Hungry for emotional bonding, he turned to the streets of his rough neighborhood in Oakland and a mixed-race crowd of friends who lived on the edge. To overcome a legacy of physical fear Bob flung himself into street brawling and other more dangerous peer rituals. One day the gang decided to burglarize the store of a Chinese merchant who dealt numbers, hoping for a big haul. They were immediately caught, and Bob was packed off to reform school for a year.
He emerged determined never to foul his life that way again. Soon after, he met Mary. To her, Bob seemed self-confident and courageous, things she felt she wasn’t. He was mature, a man of the world, not one to be manipulated by anyone. Slender, blue eyed, with rugged good looks, Bob could thank his Scottish heritage for his air of understated charm. He was not equally stricken, but he felt at ease with Mary, and she was comfortable with him. Mary’s obvious neediness and lack of self-assurance appealed to his masculine, protective side. And even though Ophelia opposed the match, Bob was at first highly impressed with the Harrisons, who, at least externally, seemed to be a large, happy, normal family — something he had never enjoyed.

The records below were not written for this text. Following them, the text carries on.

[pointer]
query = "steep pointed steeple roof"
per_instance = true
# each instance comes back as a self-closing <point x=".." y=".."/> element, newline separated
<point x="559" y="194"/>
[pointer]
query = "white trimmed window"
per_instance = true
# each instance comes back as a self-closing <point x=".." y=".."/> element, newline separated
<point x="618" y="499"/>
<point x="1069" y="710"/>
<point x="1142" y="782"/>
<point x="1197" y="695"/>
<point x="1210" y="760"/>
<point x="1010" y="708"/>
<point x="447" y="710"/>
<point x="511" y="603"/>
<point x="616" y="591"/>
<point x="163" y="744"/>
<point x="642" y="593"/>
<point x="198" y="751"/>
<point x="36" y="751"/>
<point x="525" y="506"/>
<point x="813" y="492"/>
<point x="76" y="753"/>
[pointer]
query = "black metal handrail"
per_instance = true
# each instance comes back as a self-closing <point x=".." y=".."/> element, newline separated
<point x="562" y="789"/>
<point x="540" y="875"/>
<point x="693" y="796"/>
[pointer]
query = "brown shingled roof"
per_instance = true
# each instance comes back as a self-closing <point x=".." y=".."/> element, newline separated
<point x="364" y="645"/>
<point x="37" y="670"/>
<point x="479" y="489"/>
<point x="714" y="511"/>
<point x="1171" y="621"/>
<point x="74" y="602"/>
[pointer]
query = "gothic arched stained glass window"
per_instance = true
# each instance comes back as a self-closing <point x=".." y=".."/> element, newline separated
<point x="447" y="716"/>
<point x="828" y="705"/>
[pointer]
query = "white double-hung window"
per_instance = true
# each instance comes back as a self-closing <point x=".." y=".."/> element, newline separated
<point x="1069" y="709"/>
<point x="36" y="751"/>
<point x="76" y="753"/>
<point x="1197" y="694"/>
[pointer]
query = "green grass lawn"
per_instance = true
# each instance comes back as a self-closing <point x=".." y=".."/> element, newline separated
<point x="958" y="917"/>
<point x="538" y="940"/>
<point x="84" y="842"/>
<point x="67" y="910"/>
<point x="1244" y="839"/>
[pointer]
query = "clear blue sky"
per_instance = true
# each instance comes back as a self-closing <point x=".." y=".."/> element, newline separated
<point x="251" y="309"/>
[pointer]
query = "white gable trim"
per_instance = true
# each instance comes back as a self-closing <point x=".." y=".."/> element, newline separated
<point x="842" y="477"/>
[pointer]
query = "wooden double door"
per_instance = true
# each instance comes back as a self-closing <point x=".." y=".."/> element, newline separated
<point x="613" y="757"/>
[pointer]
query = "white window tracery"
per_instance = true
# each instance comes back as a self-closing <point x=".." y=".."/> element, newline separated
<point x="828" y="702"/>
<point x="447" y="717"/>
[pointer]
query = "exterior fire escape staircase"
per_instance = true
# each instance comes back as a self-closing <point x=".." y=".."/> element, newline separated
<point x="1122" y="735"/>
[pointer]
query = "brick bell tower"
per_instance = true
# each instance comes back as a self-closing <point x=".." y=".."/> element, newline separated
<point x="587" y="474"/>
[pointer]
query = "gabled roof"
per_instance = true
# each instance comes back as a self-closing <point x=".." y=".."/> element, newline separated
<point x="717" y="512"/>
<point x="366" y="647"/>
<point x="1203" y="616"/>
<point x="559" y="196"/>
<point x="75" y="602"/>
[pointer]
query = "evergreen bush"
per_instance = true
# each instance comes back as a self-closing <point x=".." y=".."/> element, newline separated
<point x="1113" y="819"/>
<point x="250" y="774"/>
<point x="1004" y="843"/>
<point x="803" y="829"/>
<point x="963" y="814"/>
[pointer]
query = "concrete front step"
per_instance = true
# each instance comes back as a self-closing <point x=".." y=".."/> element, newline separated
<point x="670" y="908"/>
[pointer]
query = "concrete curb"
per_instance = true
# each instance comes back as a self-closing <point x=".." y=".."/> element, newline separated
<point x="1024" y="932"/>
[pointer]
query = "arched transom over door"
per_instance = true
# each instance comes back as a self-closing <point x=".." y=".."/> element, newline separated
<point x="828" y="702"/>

Before long, Bob and Mary launched into an affair. Mary graduated from Oakland High School with barely passing grades (the only book she read through to the end was Rebecca) and took a twenty-dollar-a-week job as an elevator operator at Capwell’s department store in Oakland. She moved from home to a rented room in a hotel in Oakland, where Bob covertly spent many nights. For Mary the romance was wildly passionate yet tinged with guilt, especially after she had accepted Christ and been baptized during a brief visit to her grandparents in Florida.
Within seven weeks of their meeting, Bob proposed. “I want to hold you forever,” he said. He bought, on account, an engagement-and-wedding-ring package for four hundred dollars, the bill cosigned by Mary’s mother. But they delayed marrying for nearly two years while Bob worked toward his electrician’s license and they saved money.

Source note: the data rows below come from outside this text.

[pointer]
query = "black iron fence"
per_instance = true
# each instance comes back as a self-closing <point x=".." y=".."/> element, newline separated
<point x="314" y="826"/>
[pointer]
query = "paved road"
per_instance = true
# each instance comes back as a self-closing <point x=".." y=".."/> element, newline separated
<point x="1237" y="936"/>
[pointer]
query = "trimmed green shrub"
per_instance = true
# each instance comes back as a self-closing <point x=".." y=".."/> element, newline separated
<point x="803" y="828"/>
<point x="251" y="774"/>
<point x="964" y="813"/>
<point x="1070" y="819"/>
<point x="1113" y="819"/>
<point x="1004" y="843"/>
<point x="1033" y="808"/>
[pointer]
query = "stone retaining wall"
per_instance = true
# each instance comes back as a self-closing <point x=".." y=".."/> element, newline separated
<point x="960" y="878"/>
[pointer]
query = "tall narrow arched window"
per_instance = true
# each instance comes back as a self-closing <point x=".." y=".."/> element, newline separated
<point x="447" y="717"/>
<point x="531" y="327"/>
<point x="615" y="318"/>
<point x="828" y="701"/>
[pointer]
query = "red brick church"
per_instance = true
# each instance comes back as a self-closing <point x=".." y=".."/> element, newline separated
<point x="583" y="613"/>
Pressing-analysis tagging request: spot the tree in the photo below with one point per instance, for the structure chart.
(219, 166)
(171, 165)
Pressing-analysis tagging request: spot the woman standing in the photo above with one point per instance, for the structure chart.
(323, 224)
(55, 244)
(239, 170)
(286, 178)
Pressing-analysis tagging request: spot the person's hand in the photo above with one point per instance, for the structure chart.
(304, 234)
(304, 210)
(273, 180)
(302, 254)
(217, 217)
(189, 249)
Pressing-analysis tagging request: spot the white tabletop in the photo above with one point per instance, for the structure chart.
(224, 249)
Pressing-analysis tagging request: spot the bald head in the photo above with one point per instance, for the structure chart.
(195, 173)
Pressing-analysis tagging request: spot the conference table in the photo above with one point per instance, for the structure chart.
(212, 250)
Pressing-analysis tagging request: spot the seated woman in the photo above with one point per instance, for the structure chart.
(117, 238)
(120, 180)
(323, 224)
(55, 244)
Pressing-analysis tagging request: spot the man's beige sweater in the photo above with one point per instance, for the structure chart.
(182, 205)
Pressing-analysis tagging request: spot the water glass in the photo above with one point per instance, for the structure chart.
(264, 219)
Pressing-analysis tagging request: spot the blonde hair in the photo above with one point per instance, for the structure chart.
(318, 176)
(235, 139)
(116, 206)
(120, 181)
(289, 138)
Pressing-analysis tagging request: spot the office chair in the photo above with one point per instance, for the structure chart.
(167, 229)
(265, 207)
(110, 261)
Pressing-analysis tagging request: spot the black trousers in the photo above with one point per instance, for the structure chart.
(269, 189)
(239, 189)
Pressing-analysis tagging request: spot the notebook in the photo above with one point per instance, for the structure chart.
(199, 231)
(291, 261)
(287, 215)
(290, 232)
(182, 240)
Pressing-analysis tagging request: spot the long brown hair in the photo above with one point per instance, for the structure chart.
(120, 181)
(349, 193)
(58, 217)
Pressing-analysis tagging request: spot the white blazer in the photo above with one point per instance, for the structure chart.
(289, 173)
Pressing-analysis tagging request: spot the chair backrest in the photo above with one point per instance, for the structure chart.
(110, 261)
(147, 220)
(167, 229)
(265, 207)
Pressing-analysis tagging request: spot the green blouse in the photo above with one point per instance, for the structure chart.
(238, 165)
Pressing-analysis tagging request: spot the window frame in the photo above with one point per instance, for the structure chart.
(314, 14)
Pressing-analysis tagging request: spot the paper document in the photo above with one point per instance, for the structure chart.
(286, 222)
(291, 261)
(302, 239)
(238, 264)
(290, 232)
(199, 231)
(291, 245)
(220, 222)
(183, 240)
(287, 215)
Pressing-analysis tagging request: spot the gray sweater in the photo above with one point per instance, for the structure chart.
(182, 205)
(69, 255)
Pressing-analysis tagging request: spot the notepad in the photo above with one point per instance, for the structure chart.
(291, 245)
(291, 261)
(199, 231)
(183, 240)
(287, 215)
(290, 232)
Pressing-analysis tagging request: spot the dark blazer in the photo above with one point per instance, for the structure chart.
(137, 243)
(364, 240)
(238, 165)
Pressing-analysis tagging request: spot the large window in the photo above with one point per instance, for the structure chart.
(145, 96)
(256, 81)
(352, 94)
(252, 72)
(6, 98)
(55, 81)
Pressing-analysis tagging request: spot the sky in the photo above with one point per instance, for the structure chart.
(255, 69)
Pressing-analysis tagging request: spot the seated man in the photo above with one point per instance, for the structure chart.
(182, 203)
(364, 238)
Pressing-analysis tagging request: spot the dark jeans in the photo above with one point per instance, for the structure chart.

Finally, in July 1955, they drove to Reno with Mary’s sister Jean and her husband, to be married by a justice of the peace. Bob was down on religion and had resisted a church wedding. Mary had borrowed a navy blue taffeta dress from her mother and had bought a new pair of shoes. Bob had purchased a jacket, slacks, and shoes.
The ceremony, in a little office space, took about five minutes. It was not very romantic; the corsage Bob had bought her was wilted by the appointed hour. Still, the occasion was magical for Mary. The judge was friendly, and Bob’s kiss was lingering and passionate. For that moment everything was right with the universe.

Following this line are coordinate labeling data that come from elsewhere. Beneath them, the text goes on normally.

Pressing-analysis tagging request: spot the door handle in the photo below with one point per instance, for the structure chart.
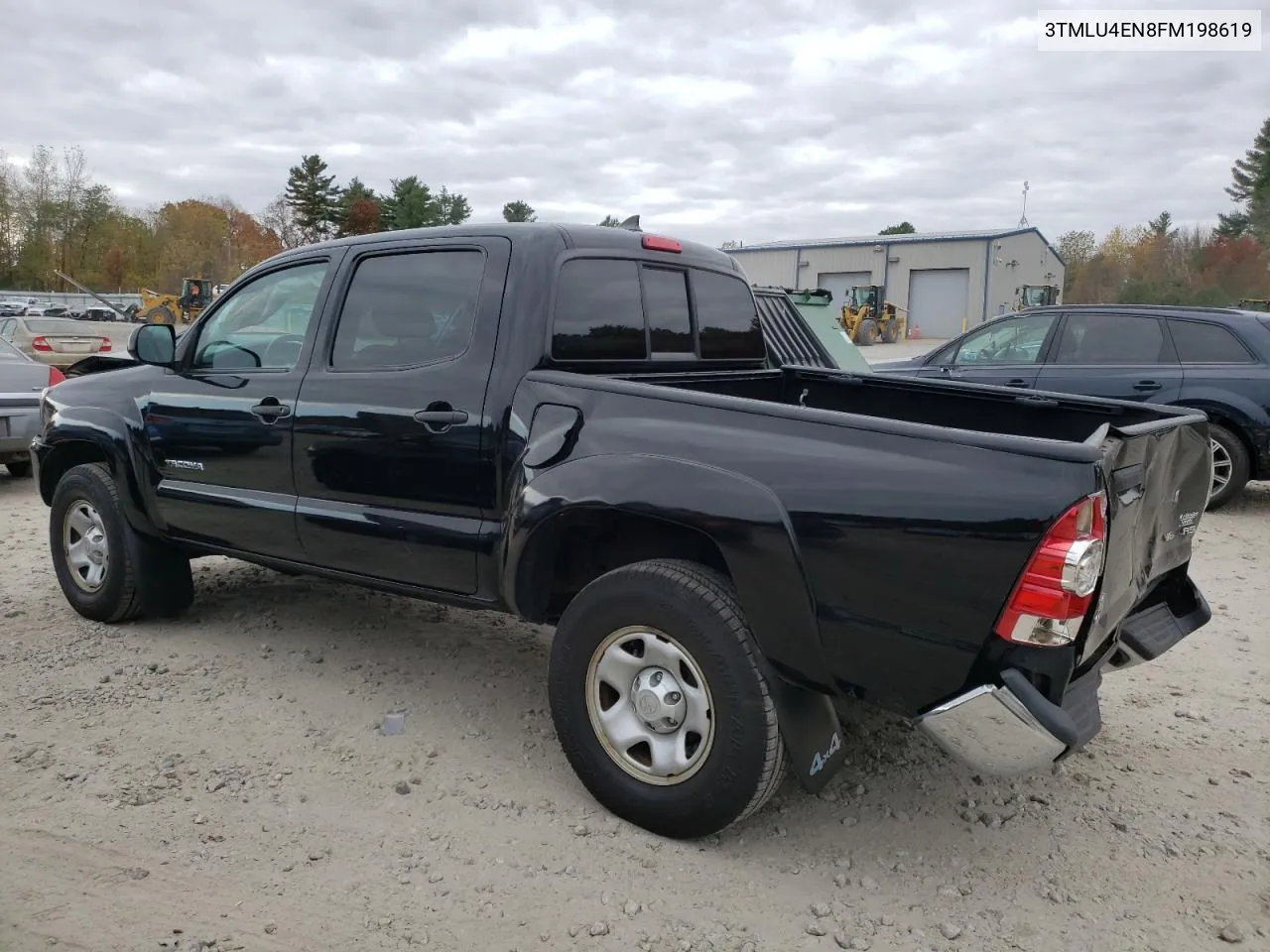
(440, 416)
(270, 411)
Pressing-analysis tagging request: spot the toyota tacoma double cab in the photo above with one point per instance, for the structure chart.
(583, 426)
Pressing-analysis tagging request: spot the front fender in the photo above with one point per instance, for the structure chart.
(87, 434)
(752, 531)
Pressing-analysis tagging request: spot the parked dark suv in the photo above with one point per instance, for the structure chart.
(1209, 358)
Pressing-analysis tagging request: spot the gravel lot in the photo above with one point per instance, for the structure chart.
(222, 779)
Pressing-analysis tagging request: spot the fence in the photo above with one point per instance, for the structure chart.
(72, 299)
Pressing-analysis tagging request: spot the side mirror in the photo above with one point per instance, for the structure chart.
(154, 344)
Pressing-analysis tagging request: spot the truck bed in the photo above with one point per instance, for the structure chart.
(964, 408)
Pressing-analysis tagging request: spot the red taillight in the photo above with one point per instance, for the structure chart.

Mary was twenty, Bob twenty-one. Each brought to the union separate images of marriage and family. With no role models in his life, Bob had not the least concept of “man and wife” or, for that matter, “parent.” His pictures came exclusively from books and movies. He was winging it. Mary, her head still filled with fears and insecurities, was determined to undo the mistakes of her own upbringing. No busy social whirl for her; no career. She would be a proper wife and mother. Her children would feel loved, welcome, and nurtured; their home would be a shelter. Together, Mary and Bob embarked on a Norman Rockwell journey in the midst of the complacent 1950s, unprepared for what lay ahead.